Die EU will GB in der Zollunion halten, das ist der wahre Grund, warum man nicht zu einer Einigung kommt.
Nun kommt mir nicht damit, das ja GB den Backstop wollte, nein es war Frau May, die das vorschlug und damit in ihrem Parlament krachend scheiterte.
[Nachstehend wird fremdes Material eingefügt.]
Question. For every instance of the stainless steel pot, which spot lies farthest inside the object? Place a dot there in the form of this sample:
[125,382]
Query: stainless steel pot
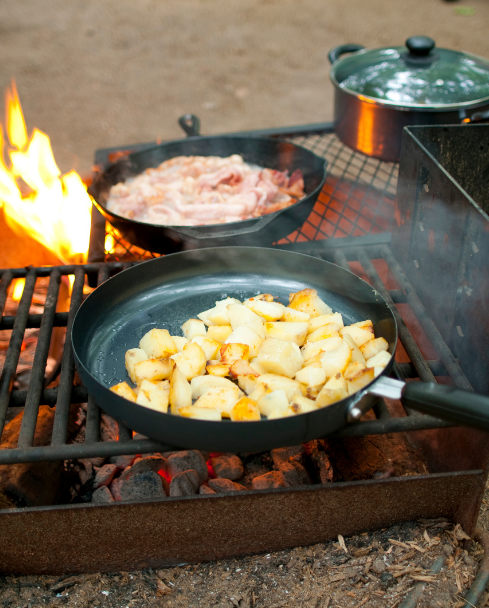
[378,92]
Und eine Zollgrenze in der irischen See ist für GB verständlicherweise unannehmbar.

@Einfach Unglaublich

"
Hat Grönland eigentlich ...
... aufgehört zu existieren, als es 1985 nach einer Volksabstimmung aus der EG austrat?
"

Naja, 35.000 Einwohner, die nur überlebensfähig sind, weil sie jährlich mit 500 mio EUR aus Dänemark unterstützt werden...

um 16:42 von omni_verum

Und somit steht die Weigerung der EU, noch über irgendwelche Änderungen zu verhandeln, im Widerspruch zu den Rechten des UK Parlaments.

Das ist gleich doppelt Unsinn. Wenn verhandeln will, braucht man erst einmal etwas, über das man verhandeln kann. Johnson hat jedoch nichts angeboten, sondern nur eine bereits verhandelte Lösung abgelehnt.

Dann ist es so, dass die EU, das heißt alle verbleibenden 27 Mitgliedsstaaten, dem Vertrag ebenfalls zustimmen müssen, nicht nur das UK Parlament. Für den derzeit ausgehandelten Vertrag gibt es die Zustimmung. Bei einer Änderung müsste man selbige erneut einholen, was aufgrund der Größe etwas länger dauern kann und auch Kosten verursacht. Dementsprechend muss GB eben schon etwas anderes als Befindlichkeitsstörungen anbieten, damit die EU diesen Verwaltungsakt nochmal auf sich nimmt.